Friday, January 20, 2006

Project Eva

I've began work on "Project Eva," a personal project to design a new, secure Linux distribution. This is not a typical distribution; it will base neither on Red Hat, Gentoo, or Debian GNU/Linux. Instead, I will be building from the ground up, using a package manager I'm designing and coding myself in a project called "Project Coon Fox."

Project Eva will not be a simple hack-up job of packaging up the Hardened Gentoo or Adamantix efforts in another form and shipping them out. Instead, Project Eva will use a kernel designed and built specifically for Project Eva.

New kernel modifications will be designed from scratch based on the documentation, code, and conceptual efforts that manifest as PaX, GrSecurity, OpenBSD, and Red Hat. The most useful, most secure designs possible will be implemented based on the existing efforts. These new implementations will tightly integrate with the kernel, and will target mainline inclusion.

Our integration scheme is to treat program execution without enhancements such as address space layout randomization or data/code separation as privileged, and grant that privilege system-wide. Various systems to restrict or decline these "privileges" will be put in place, including robust LSM hooks and SELinux policy enhancements. Further, various levels of restriction will be allowed, giving fine-grained control over things some programs are tempermental over, such as the amount of entropy in and general layout of a randomized address space.

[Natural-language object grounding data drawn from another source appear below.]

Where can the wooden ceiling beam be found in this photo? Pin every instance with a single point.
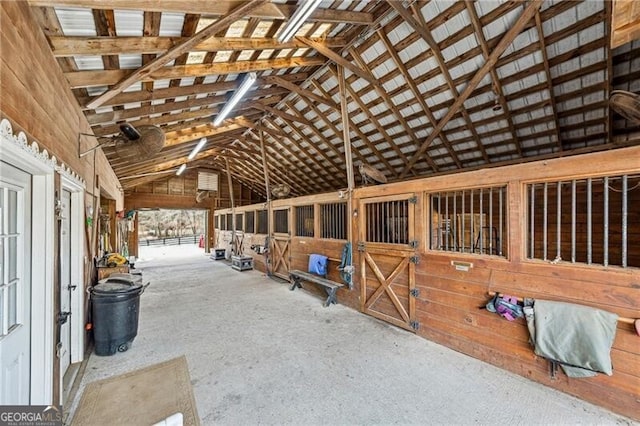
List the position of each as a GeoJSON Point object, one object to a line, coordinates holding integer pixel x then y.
{"type": "Point", "coordinates": [416, 93]}
{"type": "Point", "coordinates": [529, 11]}
{"type": "Point", "coordinates": [215, 8]}
{"type": "Point", "coordinates": [304, 93]}
{"type": "Point", "coordinates": [497, 84]}
{"type": "Point", "coordinates": [87, 46]}
{"type": "Point", "coordinates": [96, 78]}
{"type": "Point", "coordinates": [364, 108]}
{"type": "Point", "coordinates": [175, 92]}
{"type": "Point", "coordinates": [144, 111]}
{"type": "Point", "coordinates": [389, 103]}
{"type": "Point", "coordinates": [355, 128]}
{"type": "Point", "coordinates": [176, 51]}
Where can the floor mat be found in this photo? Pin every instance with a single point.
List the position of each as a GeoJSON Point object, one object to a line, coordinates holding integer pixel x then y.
{"type": "Point", "coordinates": [141, 397]}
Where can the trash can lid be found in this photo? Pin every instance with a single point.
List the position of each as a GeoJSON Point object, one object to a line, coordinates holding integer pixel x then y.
{"type": "Point", "coordinates": [115, 286]}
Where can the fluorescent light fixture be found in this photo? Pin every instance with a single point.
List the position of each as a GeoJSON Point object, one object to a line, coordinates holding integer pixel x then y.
{"type": "Point", "coordinates": [197, 148]}
{"type": "Point", "coordinates": [244, 87]}
{"type": "Point", "coordinates": [297, 19]}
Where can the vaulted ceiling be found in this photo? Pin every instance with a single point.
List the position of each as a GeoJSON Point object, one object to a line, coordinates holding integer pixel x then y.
{"type": "Point", "coordinates": [429, 86]}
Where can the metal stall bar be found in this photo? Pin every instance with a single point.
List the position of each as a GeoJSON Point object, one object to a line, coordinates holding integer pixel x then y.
{"type": "Point", "coordinates": [605, 248]}
{"type": "Point", "coordinates": [625, 184]}
{"type": "Point", "coordinates": [573, 221]}
{"type": "Point", "coordinates": [589, 224]}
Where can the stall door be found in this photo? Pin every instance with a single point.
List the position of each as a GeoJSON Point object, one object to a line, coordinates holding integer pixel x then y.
{"type": "Point", "coordinates": [15, 285]}
{"type": "Point", "coordinates": [281, 244]}
{"type": "Point", "coordinates": [387, 251]}
{"type": "Point", "coordinates": [64, 351]}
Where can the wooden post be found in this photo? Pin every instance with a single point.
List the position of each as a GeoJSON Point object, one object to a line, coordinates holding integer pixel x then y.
{"type": "Point", "coordinates": [233, 209]}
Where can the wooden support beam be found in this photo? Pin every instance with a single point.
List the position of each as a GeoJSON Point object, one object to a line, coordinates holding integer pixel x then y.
{"type": "Point", "coordinates": [64, 46]}
{"type": "Point", "coordinates": [191, 90]}
{"type": "Point", "coordinates": [528, 13]}
{"type": "Point", "coordinates": [335, 57]}
{"type": "Point", "coordinates": [176, 51]}
{"type": "Point", "coordinates": [78, 79]}
{"type": "Point", "coordinates": [416, 93]}
{"type": "Point", "coordinates": [547, 71]}
{"type": "Point", "coordinates": [345, 130]}
{"type": "Point", "coordinates": [304, 93]}
{"type": "Point", "coordinates": [215, 8]}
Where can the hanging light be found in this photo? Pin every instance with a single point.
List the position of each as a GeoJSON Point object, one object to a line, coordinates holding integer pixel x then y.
{"type": "Point", "coordinates": [197, 148]}
{"type": "Point", "coordinates": [297, 19]}
{"type": "Point", "coordinates": [244, 87]}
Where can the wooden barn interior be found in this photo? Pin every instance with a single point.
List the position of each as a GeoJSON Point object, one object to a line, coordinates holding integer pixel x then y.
{"type": "Point", "coordinates": [461, 149]}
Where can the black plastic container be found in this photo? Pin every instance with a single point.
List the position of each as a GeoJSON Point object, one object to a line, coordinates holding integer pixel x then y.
{"type": "Point", "coordinates": [116, 304]}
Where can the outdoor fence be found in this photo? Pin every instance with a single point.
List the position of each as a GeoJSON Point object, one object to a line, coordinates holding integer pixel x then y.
{"type": "Point", "coordinates": [170, 241]}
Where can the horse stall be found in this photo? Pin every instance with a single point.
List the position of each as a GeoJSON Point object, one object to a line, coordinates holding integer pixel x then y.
{"type": "Point", "coordinates": [431, 253]}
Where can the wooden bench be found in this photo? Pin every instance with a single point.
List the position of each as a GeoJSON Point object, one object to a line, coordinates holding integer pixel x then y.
{"type": "Point", "coordinates": [331, 287]}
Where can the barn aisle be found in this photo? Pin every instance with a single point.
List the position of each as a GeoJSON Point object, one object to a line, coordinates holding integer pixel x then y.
{"type": "Point", "coordinates": [260, 354]}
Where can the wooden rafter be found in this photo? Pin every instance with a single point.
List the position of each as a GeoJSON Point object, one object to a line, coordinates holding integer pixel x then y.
{"type": "Point", "coordinates": [105, 77]}
{"type": "Point", "coordinates": [304, 93]}
{"type": "Point", "coordinates": [416, 21]}
{"type": "Point", "coordinates": [392, 106]}
{"type": "Point", "coordinates": [355, 128]}
{"type": "Point", "coordinates": [528, 13]}
{"type": "Point", "coordinates": [416, 93]}
{"type": "Point", "coordinates": [175, 52]}
{"type": "Point", "coordinates": [335, 57]}
{"type": "Point", "coordinates": [497, 85]}
{"type": "Point", "coordinates": [215, 8]}
{"type": "Point", "coordinates": [72, 46]}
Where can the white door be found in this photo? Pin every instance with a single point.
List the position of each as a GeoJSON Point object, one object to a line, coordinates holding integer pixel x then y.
{"type": "Point", "coordinates": [15, 285]}
{"type": "Point", "coordinates": [65, 283]}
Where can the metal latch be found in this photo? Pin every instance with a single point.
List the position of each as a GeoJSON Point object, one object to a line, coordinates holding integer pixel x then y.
{"type": "Point", "coordinates": [63, 317]}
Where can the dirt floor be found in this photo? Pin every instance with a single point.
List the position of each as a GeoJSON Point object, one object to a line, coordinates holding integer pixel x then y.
{"type": "Point", "coordinates": [260, 354]}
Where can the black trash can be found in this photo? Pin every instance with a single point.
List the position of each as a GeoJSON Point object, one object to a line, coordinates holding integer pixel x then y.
{"type": "Point", "coordinates": [115, 307]}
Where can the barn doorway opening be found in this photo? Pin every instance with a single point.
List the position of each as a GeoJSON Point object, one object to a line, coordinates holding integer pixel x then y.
{"type": "Point", "coordinates": [170, 233]}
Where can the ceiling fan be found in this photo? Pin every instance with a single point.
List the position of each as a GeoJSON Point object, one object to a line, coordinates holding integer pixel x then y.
{"type": "Point", "coordinates": [627, 104]}
{"type": "Point", "coordinates": [132, 142]}
{"type": "Point", "coordinates": [280, 190]}
{"type": "Point", "coordinates": [371, 174]}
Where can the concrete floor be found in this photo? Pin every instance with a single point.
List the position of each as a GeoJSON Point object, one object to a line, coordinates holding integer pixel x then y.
{"type": "Point", "coordinates": [260, 354]}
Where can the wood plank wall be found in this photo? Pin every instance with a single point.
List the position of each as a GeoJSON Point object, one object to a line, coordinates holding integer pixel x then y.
{"type": "Point", "coordinates": [36, 99]}
{"type": "Point", "coordinates": [448, 306]}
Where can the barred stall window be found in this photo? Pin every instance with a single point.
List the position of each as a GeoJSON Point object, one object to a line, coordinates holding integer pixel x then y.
{"type": "Point", "coordinates": [263, 222]}
{"type": "Point", "coordinates": [469, 221]}
{"type": "Point", "coordinates": [387, 222]}
{"type": "Point", "coordinates": [229, 222]}
{"type": "Point", "coordinates": [333, 221]}
{"type": "Point", "coordinates": [250, 222]}
{"type": "Point", "coordinates": [590, 220]}
{"type": "Point", "coordinates": [281, 221]}
{"type": "Point", "coordinates": [304, 221]}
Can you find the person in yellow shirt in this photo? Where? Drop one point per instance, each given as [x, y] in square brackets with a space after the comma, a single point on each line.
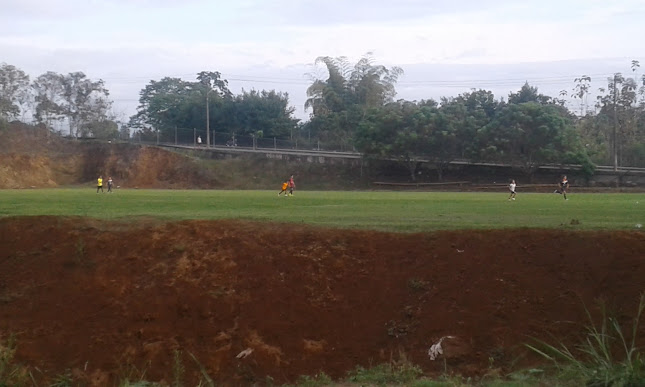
[284, 188]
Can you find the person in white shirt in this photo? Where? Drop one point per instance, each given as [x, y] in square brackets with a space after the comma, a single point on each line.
[511, 187]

Project Eva will be based around the output of Project Coon Fox, my packager project. Project Coon Fox uses its own install scripts on an extensible scripting engine, allowing a complete audit of all actions to be generated before any system changes are made. Simple heuristics can allow for targeting of dangerous operations, such as changes to file associations; SUID and SGID bits; SELinux policies that grant permissions outside the default system policy; or changes to start-up scripts.

The heuristics in Project Coon Fox can also be designed to hard-deny certain operations, such as granting modification access to /bin or allowing alteration of security policies, things only the package manager should control. By properly utilizing these types of controls, installed trojan programs (viruses, spyware) can be easily uninstalled without potential to replicate across the system; infections can only affect users who ran the installed trojans.

Project Coon Fox also dissociates package-for-package dependency and conflict schemes, similar to autopackage, using a more robust system to allow easier download-and-install options from foreign sources. With proper security policies, this becomes somewhat safe; with basic use of the simplified auditing interfaces, this becomes mostly safe. Installation of spyware becomes easily recognizable, i.e. random added security policy privileges and SUID bits; and stripping of these privileges can be undone if the program fails to work properly and can be confirmed safe (by a quick Google).

The founding principles of Project Eva are as follows: Security increases productivity; C is secure; and security is cheap to implement. Today's so-called security experts will immediately choke on any of these and begin a long and pointless speech about how every one of these conflicts with everything we know; I have to do this, because nobody else can.

See you in a few years, with the finished product.